Displacing 2810 t standard and 3200 t full load, the vessel was 123 m in overall length, with a maximum beam of 14.2 m and an average draught of 4.51 m. Power was provided by two M7K combinations each consisting of a combination of a 18000 shp DK59 and a 6000 shp M62 gas turbine combined in a COGAG installation and driving one fixed-pitch propeller for a design speed of 32 kn. Range was 4000 nmi at 14 kn. The ship’s complement was 197, including 23 officers.

===Armament and sensors===
The ship was designed for anti-submarine warfare around four URPK-4 Metel missiles (NATO reporting name SS-N-14 'Silex'), backed up by a pair of quadruple mounts for 533 mm torpedoes and a pair of RBU-6000 213 mm Smerch-2 anti-submarine rocket launchers. Defence against aircraft was provided by forty 4K33 OSA-M (SA-N-4 'Gecko') surface-to-air missiles which were launched from two sets of ZIF-122 launchers, each capable of launching two missiles. Two twin 76 mm AK-726 guns were mounted aft and provision was made for carrying 18 mines.
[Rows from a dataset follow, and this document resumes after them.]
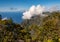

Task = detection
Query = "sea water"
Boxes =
[0,12,23,23]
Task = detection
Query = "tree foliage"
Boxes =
[0,12,60,42]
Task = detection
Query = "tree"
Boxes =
[0,15,2,20]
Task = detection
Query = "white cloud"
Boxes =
[22,5,47,19]
[2,17,8,21]
[22,11,32,19]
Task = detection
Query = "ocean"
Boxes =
[0,12,23,23]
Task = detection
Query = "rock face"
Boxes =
[18,40,24,42]
[21,15,43,27]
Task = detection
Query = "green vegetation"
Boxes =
[0,11,60,42]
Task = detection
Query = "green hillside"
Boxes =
[0,11,60,42]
The ship had a well-equipped sensor suite, including a single MR-310A Angara-A air/surface search radar, Volga and Don-2 navigation radar, MP-401S Start-S ESM radar system and Spectrum-F laser warning system. An extensive sonar complex was fitted, including MG-332 Titan-2, which was mounted in a bow radome, and MG-325 Vega. Vega was a towed array sonar specifically developed for the class and had a range of up to 15 km. The ship was also equipped with the PK-16 decoy-dispenser system.
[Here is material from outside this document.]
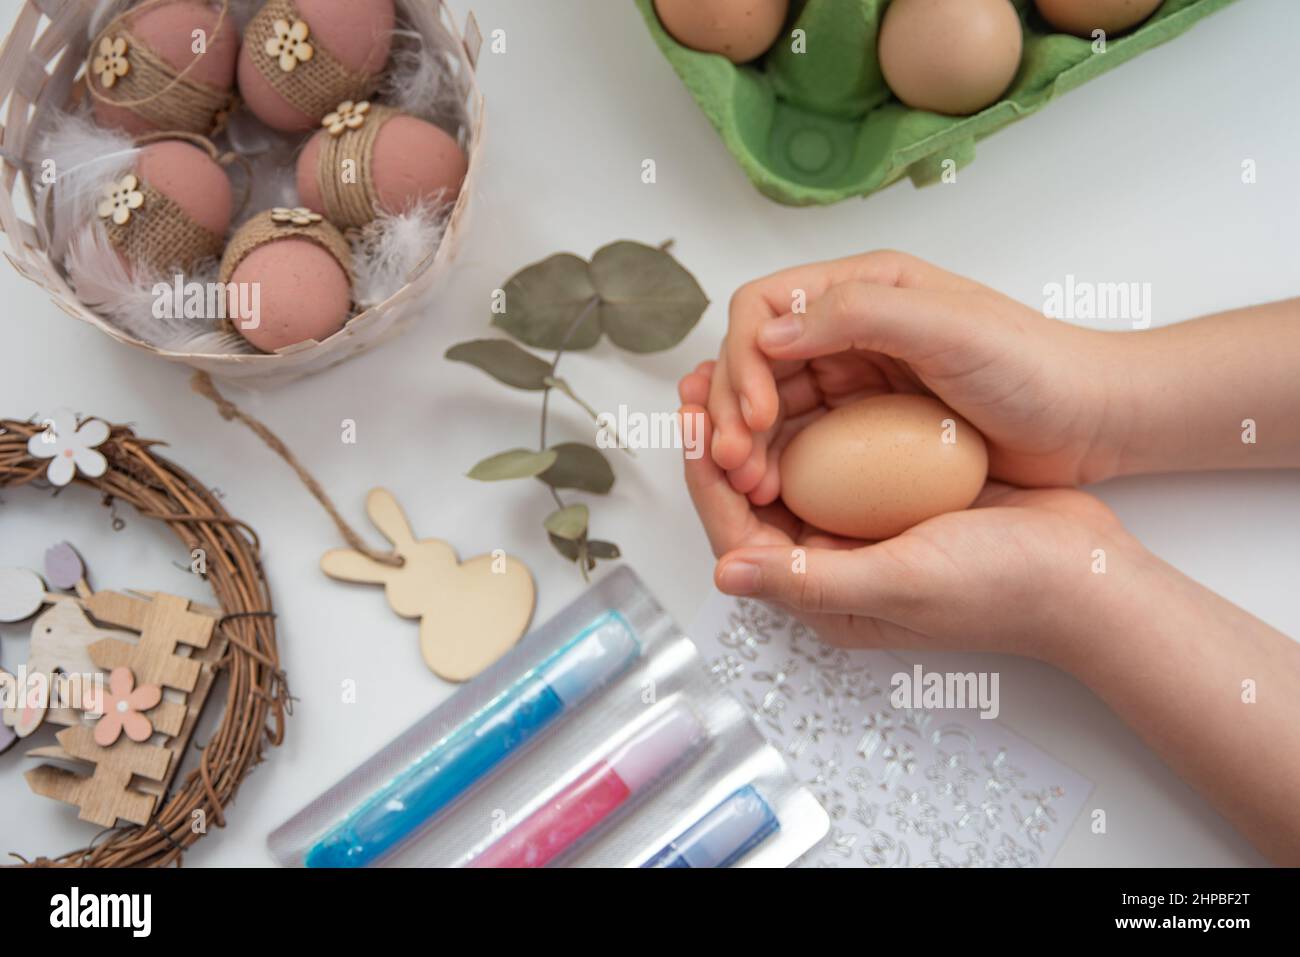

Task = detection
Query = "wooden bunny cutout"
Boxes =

==Construction and career==
Bditelnyy was laid down by on 21 July 1968 with the yard number 151 at the Yantar Shipyard in Kaliningrad and launched on 28 March 1970. The ship was named for a Russian word that can be translated alert, vigilant or watchful. The crew arrived, led by Captain of the Third Rank Gennady Mikhailovich Generalov, on 5 October and the flag was first raised on 5 December. After sea trials between 26 and 31 December, the vessel was commissioned on the final day of 1970.

===1970s===
On 16 March 1971, the ship joined the 128th Brigade of the Baltic Fleet and, later that month undertook test firing of the Metel, although not all weapons were operational until 30 September. In the interim was the vessel's first voyage, from the Baltic to the Black Sea between 1 and 20 June. To ensure the smooth running of the ship so soon after commissioning, thirty motive power specialists travelled with the ship. It was during this voyage that NATO first named the ship Krivak. After arriving in Sevastopol, the ship undertook more weapons tests, including test launches of surface-to-air missiles. On 4 August, the ship hosted General Secretary Leonid Brezhnev and Admiral of the Fleet Sergey Gorshkov, the latter who returned again later in the year.
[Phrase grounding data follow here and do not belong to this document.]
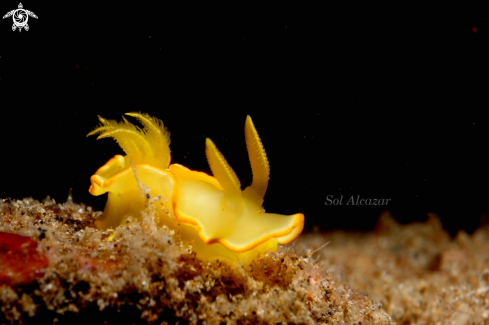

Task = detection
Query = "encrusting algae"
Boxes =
[87,113,304,267]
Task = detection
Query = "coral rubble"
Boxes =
[0,197,391,324]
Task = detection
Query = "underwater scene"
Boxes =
[1,2,488,324]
Between 18 June and 29 November 1972, the vessel joined sistership , newly commissioned, as part of Task Force KUG-1 in the Mediterranean Sea. Anti-submarine systems were successfully tested with three contacts made with submarines. During the time, the vessel also supported the withdrawal of Soviet military advisors from Egypt before 29 July 1972 following the Corrective Revolution. This was followed by two visits to Gdynia, Poland, between 5 and 9 October 1973 and 20 to 24 July 1974, and participation in Sever-77 between 14 and 24 April 1977. Along with the rest of the class, the ship was redesignated a Guard Ship (Сторожевой Корабль, SKR) on 28 July 1977 to reflect the change in Soviet strategy to one of creating protected areas for friendly submarines close to the coast. However, this did not restrict international operations, which increasingly demonstrated the Soviet ability to operate as a blue-water navy. The vessel served in the Atlantic Ocean between 18 August and 2 February 1978, tracking submarines and observing NATO forces as well as visiting Havana, Cuba, twice, between 17 and 22 December and 25 December and 14 January. Bditelnyy then returned to the Baltic Sea, participating in Baltika-78 between 28 June and 7 August 1978, and visiting Rostock, East Germany, between 3 and 10 October the following year.

===1980s and end of service===
Bditelnyy returned to Cuba between 15 April and 11 May 1981. The vessel revisited Havana and spent time in Cienfuegos, as well as taking part in joint manoeuvres with the Cuban Revolutionary Navy. 25 May 1982 found the ship back in the Mediterranean, and between 22 and 29 June, the ship visited Annaba, Algeria. The ship then returned to the Baltic, escorting the Project 1143 Krechyet aircraft carrier , between 24 July and 1 August 1983. On 12 February the next year, the vessel was sent to Yantar for repairs and upgrades. The main armament was upgraded to URPK-5 Rastrub (SS-N-14B) missiles to add anti-shipping capability. Reentering service on 25 January 1986, the vessel subsequently revisited Rostock and Gdynia and then, between 12 and 24 June 1988, Szczecin, Poland, and then Rostock again between 6 and 10 October 1989.

The new decade saw rapid changes in the Soviet Navy. With the end of the Cold War, the ship undertook an official visit to Antwerp, Belgium, between 6 and 25 June 1991 and at the dissolution of the Soviet Union, joined the Russian Navy. In June 1993, the ship joined BALTOPS-93, the first joint naval exercise between NATO and Russian forces. This was the last operation for the vessel and the ship was retired soon after. Attempts to preserve the vessel, the first of the class, as a floating museum failed and Bditelnyy was decommissioned on 31 July 1996. The ship was subsequently broken up.